Para atravessar este ano com sucesso, o “kit de sobrevivência” do líder deve conter quatro ações práticas:
- Comunicação radical: Seja para tranquilizar equipes sobre o impacto da IA ou dialogar com investidores sobre o cenário macroeconômico, o líder deve ser o principal comunicador. Transparência gera confiança em tempos de caos.
- Cultura de aprendizado contínuo: Investir nas pessoas é o único antídoto contra a obsolescência tecnológica. Uma equipe que aprende rápido se adapta a qualquer crise.
- Agilidade nos cenários (planos A, B e C): Abandonar o planejamento estático. A liderança deve guiar times financeiros e estratégicos a modelarem respostas rápidas para surpresas políticas ou atrasos regulatórios.
- Ética de dados e humanismo: Em um mundo inundado por IA, o diferencial será o julgamento humano. Decisões baseadas em dados são vitais, mas o filtro ético e a empatia continuam sendo monopólio das pessoas.
Em conclusão, 2026 desponta como um ano desafiador, mas potencialmente transformador.
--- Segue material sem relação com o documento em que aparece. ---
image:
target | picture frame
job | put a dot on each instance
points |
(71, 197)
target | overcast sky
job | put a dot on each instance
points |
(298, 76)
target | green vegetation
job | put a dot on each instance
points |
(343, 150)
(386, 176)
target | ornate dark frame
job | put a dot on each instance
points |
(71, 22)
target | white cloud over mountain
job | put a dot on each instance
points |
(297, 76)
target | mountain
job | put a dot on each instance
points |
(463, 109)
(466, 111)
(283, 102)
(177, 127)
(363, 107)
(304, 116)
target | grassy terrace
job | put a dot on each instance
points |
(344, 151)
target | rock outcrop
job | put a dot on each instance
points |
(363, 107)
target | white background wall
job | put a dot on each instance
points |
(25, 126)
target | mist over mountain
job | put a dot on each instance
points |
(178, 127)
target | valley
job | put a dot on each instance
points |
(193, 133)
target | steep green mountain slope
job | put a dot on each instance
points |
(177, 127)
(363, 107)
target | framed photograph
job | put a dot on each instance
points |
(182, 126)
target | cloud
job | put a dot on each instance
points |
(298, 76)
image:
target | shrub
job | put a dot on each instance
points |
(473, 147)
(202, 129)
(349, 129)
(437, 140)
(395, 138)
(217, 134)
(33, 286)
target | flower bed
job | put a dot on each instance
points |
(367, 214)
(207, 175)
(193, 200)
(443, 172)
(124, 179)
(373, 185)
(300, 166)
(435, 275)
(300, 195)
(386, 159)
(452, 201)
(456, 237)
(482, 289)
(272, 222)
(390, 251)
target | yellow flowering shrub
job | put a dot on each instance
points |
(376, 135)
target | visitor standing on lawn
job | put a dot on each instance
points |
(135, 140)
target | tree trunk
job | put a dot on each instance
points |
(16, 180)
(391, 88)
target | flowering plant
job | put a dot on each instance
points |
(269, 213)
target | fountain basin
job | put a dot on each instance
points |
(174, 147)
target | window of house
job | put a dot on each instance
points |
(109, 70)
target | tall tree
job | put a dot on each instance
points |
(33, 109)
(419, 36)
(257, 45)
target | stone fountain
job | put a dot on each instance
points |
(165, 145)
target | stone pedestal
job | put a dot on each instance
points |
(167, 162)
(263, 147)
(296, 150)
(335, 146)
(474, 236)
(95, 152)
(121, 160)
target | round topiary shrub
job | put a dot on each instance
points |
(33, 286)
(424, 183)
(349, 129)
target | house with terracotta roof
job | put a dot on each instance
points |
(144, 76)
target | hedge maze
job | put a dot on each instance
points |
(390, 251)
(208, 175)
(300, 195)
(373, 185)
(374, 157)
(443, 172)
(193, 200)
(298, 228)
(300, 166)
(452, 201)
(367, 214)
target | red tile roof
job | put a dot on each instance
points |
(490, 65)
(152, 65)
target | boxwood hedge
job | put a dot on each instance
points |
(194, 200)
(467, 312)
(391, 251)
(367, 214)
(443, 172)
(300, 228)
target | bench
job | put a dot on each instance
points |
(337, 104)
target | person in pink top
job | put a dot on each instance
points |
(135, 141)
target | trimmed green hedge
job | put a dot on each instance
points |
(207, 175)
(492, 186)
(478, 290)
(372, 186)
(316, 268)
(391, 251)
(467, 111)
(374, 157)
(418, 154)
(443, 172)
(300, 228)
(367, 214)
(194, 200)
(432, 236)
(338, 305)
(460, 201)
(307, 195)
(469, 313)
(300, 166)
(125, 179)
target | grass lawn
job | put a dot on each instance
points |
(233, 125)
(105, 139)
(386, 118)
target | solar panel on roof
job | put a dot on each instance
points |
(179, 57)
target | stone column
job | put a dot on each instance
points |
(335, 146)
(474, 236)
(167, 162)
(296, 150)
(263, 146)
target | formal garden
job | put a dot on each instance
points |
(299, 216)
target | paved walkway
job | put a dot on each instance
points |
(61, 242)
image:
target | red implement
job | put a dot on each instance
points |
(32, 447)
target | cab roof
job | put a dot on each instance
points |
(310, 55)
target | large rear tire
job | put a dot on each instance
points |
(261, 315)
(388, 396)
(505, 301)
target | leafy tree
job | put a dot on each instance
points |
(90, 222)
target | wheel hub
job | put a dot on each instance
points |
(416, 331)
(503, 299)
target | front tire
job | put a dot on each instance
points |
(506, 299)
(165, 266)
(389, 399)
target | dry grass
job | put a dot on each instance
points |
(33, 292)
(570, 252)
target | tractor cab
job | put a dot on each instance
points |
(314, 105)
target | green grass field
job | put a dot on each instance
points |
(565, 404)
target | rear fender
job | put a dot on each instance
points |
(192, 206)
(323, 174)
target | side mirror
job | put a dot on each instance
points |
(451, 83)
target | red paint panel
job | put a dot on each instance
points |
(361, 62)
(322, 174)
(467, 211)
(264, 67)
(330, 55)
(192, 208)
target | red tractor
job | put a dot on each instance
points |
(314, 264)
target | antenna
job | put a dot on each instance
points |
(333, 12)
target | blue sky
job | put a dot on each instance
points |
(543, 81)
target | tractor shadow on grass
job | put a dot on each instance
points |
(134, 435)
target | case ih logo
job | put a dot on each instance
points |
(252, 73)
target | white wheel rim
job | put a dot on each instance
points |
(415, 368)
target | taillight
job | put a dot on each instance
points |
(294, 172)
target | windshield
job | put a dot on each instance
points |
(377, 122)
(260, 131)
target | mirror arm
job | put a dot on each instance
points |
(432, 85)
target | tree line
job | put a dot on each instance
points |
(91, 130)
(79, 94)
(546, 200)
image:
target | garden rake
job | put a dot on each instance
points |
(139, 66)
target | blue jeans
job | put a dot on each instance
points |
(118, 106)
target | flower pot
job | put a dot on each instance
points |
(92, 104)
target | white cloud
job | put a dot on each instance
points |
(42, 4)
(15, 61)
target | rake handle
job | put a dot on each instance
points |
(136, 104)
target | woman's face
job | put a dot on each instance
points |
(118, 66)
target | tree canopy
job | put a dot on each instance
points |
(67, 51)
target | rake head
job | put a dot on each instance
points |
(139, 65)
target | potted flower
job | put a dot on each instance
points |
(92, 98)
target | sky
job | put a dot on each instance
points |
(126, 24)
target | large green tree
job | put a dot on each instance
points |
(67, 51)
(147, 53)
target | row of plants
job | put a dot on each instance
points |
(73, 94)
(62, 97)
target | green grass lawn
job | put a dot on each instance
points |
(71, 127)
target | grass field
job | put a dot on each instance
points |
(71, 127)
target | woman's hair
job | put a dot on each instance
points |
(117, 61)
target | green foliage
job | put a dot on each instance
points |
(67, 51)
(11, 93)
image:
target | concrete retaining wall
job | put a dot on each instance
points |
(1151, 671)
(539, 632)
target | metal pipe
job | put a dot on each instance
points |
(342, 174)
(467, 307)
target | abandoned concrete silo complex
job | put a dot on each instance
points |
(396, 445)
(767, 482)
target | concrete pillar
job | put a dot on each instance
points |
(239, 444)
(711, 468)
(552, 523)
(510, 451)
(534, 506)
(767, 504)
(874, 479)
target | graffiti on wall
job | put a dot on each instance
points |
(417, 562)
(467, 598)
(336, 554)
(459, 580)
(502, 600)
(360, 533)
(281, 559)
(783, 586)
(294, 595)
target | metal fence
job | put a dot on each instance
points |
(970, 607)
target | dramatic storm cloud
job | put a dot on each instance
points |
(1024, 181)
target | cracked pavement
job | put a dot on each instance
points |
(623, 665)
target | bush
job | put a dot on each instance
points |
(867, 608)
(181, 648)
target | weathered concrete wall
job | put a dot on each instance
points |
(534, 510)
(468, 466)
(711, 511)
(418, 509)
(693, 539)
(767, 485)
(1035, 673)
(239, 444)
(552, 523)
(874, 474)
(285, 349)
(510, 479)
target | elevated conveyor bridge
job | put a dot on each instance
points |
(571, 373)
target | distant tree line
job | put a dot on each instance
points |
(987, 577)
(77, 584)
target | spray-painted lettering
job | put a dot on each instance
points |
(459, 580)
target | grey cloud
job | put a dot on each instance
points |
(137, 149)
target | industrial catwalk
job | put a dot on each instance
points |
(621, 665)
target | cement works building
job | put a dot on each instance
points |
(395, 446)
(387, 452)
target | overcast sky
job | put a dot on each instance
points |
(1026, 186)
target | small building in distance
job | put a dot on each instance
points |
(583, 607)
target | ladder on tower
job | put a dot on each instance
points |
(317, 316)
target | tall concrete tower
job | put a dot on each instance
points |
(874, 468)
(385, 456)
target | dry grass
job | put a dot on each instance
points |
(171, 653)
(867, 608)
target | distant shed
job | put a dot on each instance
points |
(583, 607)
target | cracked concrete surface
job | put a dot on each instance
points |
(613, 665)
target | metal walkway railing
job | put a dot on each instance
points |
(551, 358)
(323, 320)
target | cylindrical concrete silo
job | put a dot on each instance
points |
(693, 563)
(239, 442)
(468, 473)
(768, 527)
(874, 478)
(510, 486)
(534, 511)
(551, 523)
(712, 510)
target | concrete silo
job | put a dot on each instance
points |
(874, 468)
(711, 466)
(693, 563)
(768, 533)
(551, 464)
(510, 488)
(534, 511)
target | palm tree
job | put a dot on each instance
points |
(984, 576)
As crises forjam as maiores oportunidades, e este cenário complexo está montando o palco para que uma nova geração de líderes protagonistas assuma o comando.
Nas palavras adaptadas do Fórum Econômico Mundial: o futuro pertence às organizações cujos líderes colocarem as pessoas no centro, sejam colaboradores, clientes ou a sociedade, usando a tecnologia e as mudanças a favor desse objetivo.
“O futuro não pertence a quem prevê o cenário perfeito, mas a quem constrói a organização mais adaptável para qualquer cenário que vier.”
Artigo escrito por Edson Teixer, que é diretor executivo da ANEFAC Rio de Janeiro.